これには当時、こういった「ファンの側から出た設定」を「オフィシャル」が取り入れる気風があったのも、一つの要因だと思う。
アメリカではこういう例が結構あると聞いているが、日本のフィクションではあまり聞いたことがない。
たとえば「うっかり八兵衛はなぜ水戸黄門一行に付いて回るのか?」「宇宙戦艦ヤマトの第三艦橋は何のために付いているのか?」をファンの側は「おかしいよね」で終わりにしていた部分があると思う。
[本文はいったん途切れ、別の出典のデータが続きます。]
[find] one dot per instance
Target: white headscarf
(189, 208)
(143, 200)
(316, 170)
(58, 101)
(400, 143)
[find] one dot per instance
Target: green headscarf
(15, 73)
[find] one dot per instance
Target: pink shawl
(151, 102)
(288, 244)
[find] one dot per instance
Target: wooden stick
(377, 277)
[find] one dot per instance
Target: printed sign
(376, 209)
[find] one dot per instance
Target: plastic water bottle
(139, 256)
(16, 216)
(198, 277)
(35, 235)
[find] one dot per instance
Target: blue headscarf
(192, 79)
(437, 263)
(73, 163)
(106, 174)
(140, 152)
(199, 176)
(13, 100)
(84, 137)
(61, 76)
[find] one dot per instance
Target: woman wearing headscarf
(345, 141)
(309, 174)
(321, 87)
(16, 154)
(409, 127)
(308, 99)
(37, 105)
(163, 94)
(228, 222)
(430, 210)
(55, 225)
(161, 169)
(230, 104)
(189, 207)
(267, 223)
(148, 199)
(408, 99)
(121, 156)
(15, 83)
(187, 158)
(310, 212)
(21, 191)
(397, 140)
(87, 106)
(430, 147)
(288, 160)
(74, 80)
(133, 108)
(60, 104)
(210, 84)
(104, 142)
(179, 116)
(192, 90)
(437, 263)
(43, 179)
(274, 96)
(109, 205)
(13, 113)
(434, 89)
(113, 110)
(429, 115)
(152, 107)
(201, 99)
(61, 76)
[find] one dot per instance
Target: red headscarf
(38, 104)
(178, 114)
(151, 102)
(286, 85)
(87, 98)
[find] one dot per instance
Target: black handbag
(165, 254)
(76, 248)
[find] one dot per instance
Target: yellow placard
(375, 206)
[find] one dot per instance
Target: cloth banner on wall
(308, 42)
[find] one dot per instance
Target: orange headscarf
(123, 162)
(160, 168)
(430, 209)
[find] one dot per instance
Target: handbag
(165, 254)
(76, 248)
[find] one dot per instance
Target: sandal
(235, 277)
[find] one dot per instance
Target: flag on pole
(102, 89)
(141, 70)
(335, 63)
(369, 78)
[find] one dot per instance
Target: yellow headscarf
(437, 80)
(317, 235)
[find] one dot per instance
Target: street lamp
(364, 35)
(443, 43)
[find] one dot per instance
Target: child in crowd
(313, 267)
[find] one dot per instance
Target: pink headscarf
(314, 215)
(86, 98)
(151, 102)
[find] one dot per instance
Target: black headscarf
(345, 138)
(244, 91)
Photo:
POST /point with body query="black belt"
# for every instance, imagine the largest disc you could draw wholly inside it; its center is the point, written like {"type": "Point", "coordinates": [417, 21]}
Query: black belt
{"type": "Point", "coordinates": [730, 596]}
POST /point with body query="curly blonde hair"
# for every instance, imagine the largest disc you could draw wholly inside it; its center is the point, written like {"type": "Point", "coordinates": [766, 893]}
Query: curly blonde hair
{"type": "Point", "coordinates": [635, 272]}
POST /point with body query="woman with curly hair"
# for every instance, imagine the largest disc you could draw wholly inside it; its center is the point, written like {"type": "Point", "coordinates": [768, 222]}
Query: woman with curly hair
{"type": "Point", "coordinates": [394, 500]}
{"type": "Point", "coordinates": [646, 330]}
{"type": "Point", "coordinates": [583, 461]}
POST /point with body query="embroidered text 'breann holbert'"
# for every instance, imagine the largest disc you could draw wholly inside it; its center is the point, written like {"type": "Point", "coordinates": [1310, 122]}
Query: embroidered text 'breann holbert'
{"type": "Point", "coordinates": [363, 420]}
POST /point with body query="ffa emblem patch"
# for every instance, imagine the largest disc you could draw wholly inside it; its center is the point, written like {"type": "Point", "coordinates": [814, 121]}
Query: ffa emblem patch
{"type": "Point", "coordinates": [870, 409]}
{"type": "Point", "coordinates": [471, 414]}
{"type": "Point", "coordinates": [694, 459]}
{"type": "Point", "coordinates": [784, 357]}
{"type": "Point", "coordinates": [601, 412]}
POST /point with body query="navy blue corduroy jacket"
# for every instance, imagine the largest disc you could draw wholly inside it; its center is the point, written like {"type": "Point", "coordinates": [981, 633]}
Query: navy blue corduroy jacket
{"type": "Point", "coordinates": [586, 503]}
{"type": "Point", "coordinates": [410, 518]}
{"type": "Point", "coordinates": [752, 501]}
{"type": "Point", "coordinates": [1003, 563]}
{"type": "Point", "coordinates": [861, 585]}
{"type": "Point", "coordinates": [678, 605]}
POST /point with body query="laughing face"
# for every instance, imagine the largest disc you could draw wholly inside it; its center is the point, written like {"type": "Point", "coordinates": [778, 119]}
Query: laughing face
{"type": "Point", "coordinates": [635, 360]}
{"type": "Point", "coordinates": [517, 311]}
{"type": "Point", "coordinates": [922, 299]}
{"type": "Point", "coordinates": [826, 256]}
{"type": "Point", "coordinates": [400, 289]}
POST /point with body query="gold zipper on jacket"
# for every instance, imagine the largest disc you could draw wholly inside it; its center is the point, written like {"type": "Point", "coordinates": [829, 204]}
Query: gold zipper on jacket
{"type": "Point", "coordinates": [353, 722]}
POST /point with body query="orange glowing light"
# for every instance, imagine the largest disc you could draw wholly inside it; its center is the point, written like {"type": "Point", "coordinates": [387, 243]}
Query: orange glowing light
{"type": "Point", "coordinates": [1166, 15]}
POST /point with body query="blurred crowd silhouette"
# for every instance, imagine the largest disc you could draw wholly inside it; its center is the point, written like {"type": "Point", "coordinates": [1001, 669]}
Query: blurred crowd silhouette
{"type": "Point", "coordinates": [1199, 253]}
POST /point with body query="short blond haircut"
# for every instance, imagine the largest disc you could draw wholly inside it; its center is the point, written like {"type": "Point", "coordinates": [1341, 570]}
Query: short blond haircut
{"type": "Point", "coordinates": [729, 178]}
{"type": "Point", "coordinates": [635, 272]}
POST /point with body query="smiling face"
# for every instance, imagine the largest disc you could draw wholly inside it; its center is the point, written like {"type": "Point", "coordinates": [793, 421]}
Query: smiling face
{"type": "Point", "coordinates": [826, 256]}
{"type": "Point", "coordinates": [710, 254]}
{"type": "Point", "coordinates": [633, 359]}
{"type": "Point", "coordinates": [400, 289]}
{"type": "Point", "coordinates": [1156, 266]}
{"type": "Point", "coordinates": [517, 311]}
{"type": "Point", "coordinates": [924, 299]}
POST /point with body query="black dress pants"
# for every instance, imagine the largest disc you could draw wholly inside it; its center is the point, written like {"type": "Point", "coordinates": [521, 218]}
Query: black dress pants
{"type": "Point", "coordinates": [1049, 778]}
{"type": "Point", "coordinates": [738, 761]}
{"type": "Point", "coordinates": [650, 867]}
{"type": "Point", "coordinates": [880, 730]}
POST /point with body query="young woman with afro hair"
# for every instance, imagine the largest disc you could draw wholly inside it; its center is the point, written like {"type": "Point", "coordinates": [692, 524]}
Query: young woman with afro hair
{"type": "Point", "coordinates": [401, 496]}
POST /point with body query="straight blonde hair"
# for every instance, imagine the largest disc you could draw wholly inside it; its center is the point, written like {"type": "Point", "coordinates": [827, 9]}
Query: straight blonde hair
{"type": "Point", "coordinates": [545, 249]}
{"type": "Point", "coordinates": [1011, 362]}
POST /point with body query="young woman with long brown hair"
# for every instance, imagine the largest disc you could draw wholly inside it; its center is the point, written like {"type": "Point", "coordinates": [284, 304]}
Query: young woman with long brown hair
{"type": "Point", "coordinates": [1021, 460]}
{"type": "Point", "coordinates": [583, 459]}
実は「UFO神話」もまた、「ガンダム」と同じなのではないか?
と私は考えている。
表向きは「実際の目撃証言以外は切り捨てる」と言うことになっているのだが、中には相当数「良くできたウソ」も混じっている。
そもそもそれ自体が「未確認」なので誤認の元ネタも各目撃事件で異なって当たり前、他でも言っているが「不思議」だからと言ってすべて一つの理論で片づく筈がない。
ここを始めた理由とも関連するのだが、私自身は「グレイ」関連の事件や、社会不安を煽る「ムー」の方針はどうも好きではない。
アニメでたとえるなら「エルガイム」くらいのリアルさは良いが、「Zガンダム」まで行ってしまうとどうも・・・という事になってしまう。
せっかく作った「世界」なんだから、もう少し明るく楽しい考え方があっても良いと思う。
そもそもメディアを通しているのだから、どこか娯楽の要素があっても別におかしくない。

超常現象は現実を写す鏡でもある。
人々が明るい未来を想像するなら奇跡のような現象が起こる。
また暗い未来を想像するなら悪夢のような事件が起こる。
現実世界で日本がアメリカの言いなりなら、宇宙人の形もアメリカでの目撃証言そっくりになる。
でも実は、「鏡の中の世界」から「現実」を変える事もできるんじゃないかと、私は思っている。
今まで誰も成功していないだけの話で。

そんな世界の中の事に対し、「ある」「ない」を議論したり、「科学的検証」を導入したりというのは、別に他の人がやってもかまわないけれど、私はやる気がしない。
「対象」となっている物が、姿をくらましてしまうだけだ。
そしてそれは少し経つと全く別の所にぼこっと現れたりする。
ガンダムの話で触れたように、我々の持っている「ものさし」は「科学」だけではない。
ひょっとしたら「言葉遊び」や「洒落」で読み解けるかもしれない。
「歴史的な背景」とか「『こっちを信じると言った方が面白い』という心理」も重要な構成要素だろう。
もっとも冷静になって、「今考えている事は本当に正しいのか?」と思う気持ちは大切であるが。
超常現象を無くす方法はたった一つだけある、全ての人間が何を見ても「別に不思議じゃないじゃん」と思う事である。
でもそれは本当の悪夢だし、現実問題として「私の知らない『何か(そのいくつかは全くばかげたもの)』が飛んでいる」という人は今日も存在しているのだ。